Custom-attribute multi-tenancy best practices - Amazon Cognito

Custom-attribute multi-tenancy best practices

Amazon Cognito supports custom attributes with names that you choose. One scenario where custom attributes are useful is when they distinguish the tenancy of users in a shared user pool. When you assign users a value for an attribute like custom:tenantID, your app can assign access to tenant-specific resources accordingly. A custom attribute that defines a tenant ID should be immutable or read-only to the app client.

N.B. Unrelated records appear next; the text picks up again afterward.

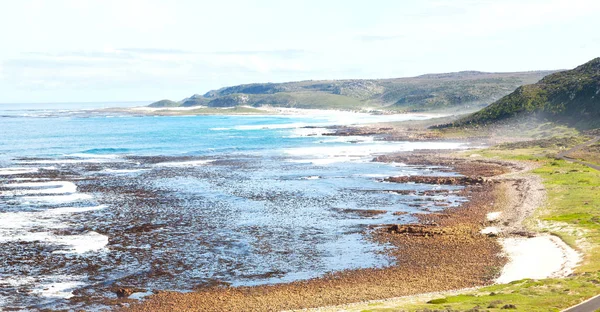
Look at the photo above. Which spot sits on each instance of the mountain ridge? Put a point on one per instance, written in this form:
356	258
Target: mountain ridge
571	96
420	93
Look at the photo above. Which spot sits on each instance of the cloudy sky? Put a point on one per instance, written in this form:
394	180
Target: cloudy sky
128	50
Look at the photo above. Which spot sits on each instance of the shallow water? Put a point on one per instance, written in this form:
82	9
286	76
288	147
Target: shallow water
89	202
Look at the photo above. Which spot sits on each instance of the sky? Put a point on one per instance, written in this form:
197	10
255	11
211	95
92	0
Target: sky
147	50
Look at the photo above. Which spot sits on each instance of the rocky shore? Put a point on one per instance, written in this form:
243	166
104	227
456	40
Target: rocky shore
444	251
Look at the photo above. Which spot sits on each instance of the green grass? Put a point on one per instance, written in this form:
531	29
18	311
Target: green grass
572	212
525	295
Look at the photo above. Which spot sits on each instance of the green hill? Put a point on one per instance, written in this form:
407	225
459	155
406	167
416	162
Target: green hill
461	90
571	97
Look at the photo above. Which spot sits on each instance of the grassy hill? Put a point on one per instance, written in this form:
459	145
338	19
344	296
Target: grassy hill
571	97
461	90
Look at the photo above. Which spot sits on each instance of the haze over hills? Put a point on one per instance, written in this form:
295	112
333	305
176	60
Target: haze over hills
571	97
454	91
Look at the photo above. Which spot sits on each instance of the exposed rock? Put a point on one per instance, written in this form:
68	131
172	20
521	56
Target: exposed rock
438	180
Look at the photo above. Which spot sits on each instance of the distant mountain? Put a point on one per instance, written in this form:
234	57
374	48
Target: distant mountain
422	93
571	96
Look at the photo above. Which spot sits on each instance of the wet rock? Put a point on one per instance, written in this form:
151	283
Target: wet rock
124	292
415	230
438	180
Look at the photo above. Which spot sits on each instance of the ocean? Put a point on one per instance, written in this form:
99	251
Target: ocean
91	200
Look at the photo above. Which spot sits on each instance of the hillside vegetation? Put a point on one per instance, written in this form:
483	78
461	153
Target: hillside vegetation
571	97
459	90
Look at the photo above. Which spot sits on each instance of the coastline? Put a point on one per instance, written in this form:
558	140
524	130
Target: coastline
455	240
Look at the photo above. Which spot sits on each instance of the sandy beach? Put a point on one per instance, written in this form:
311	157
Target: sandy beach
447	251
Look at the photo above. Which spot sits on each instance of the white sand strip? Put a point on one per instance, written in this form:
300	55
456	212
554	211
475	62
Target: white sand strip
14	171
55	199
494	216
539	257
184	163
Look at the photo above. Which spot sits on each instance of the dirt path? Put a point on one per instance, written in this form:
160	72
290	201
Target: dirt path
565	154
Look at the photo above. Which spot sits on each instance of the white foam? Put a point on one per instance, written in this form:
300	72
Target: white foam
102	156
118	171
304	132
14	171
68	161
53	187
59	290
140	295
350	139
66	210
184	163
82	243
273	126
537	258
360	152
54	199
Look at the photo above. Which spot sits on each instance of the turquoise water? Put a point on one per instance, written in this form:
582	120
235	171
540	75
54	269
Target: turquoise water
184	202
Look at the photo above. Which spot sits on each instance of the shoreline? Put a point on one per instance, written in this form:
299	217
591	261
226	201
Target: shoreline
445	251
453	242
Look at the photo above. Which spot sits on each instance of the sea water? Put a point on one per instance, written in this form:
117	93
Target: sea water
89	200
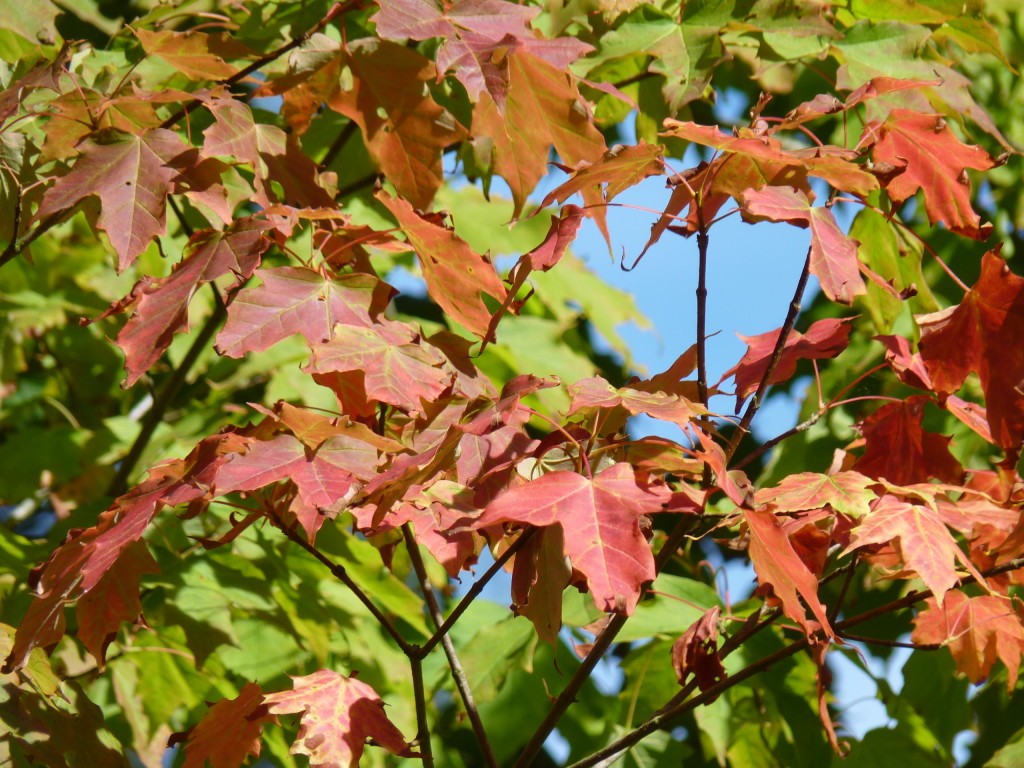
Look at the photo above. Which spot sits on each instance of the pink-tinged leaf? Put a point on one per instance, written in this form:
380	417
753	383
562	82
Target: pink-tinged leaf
82	562
397	369
339	714
776	563
404	130
228	734
297	300
696	652
195	54
162	305
834	255
544	110
600	182
114	599
933	161
272	155
823	339
590	394
457	276
977	631
601	517
982	335
898	449
926	546
131	175
847	493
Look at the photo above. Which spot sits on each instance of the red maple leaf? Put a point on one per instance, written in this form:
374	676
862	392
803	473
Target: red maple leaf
601	517
339	714
298	300
982	335
228	734
475	37
162	305
934	161
898	449
696	651
977	630
925	544
131	175
834	255
823	339
776	563
396	368
544	110
457	276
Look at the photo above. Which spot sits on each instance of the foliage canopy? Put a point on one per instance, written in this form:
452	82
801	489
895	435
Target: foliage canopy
248	542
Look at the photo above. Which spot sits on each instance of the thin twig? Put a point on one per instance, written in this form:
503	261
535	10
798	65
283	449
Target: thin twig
461	682
474	592
422	724
336	10
667	715
339	572
167	394
791	320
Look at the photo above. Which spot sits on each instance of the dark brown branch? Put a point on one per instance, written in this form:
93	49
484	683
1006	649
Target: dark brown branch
461	682
422	724
791	320
673	711
339	572
475	591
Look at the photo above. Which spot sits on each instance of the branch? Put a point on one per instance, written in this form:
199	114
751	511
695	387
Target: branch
339	572
170	390
422	725
791	320
461	682
673	711
474	591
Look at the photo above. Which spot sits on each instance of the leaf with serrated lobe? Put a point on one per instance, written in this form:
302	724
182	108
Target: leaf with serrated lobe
338	715
601	517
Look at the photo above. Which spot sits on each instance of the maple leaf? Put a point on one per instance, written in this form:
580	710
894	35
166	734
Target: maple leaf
162	305
833	254
601	516
395	368
298	300
268	151
823	339
195	54
229	733
404	129
982	334
776	563
457	276
132	176
926	545
339	714
593	393
899	450
475	37
977	630
83	561
544	110
847	493
599	182
934	161
696	651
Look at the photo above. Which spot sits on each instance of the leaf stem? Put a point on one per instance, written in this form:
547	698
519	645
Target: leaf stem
422	725
791	320
339	572
475	591
461	682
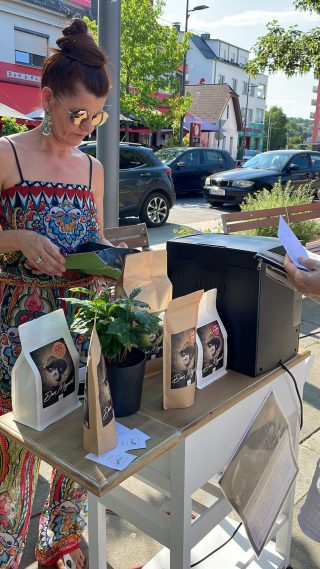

The following diagram shows tenants sharing an app client and a user pool, with a custom attributes in the user pool that indicates the tenant that they belong to.

A diagram of a many-to-one multi-tenancy model where each user has their own tenant user attribute in a shared user pool.

When custom attributes determine tenancy, you can distribute a single application or sign-in URL. After your user signs in, your app can process the custom:tenantID claim determine which assets to load, the branding to apply, and features to display. For advanced access-control decisions from user attributes, set up your user pool as an identity provider in Amazon Verified Permissions, and generate access decisions from the contents of ID or access tokens.

When to implement custom-attribute multi-tenancy

When tenancy is surface-level. A tenant attribute can contribute to branding and layout outcomes. When you want to achieve significant isolation between tenants, custom attributes aren't the best choice. Any difference between tenants that must be configured at the user-pool or app-client level, like MFA or hosted UI branding, requires that you create distinctions between tenants in a way that custom attributes don't offer. With identity pools, you can even choose the IAM role from your users from the custom-attribute claim in their ID token.

Level of effort

Because custom-attribute multi-tenancy transfers the duty of tenant-based authorization decisions on your app, the level of effort tends to be high. If you're already well-versed in a client configuration that parses OIDC claims, or in Amazon Verified Permissions, this approach might require the lowest level of effort.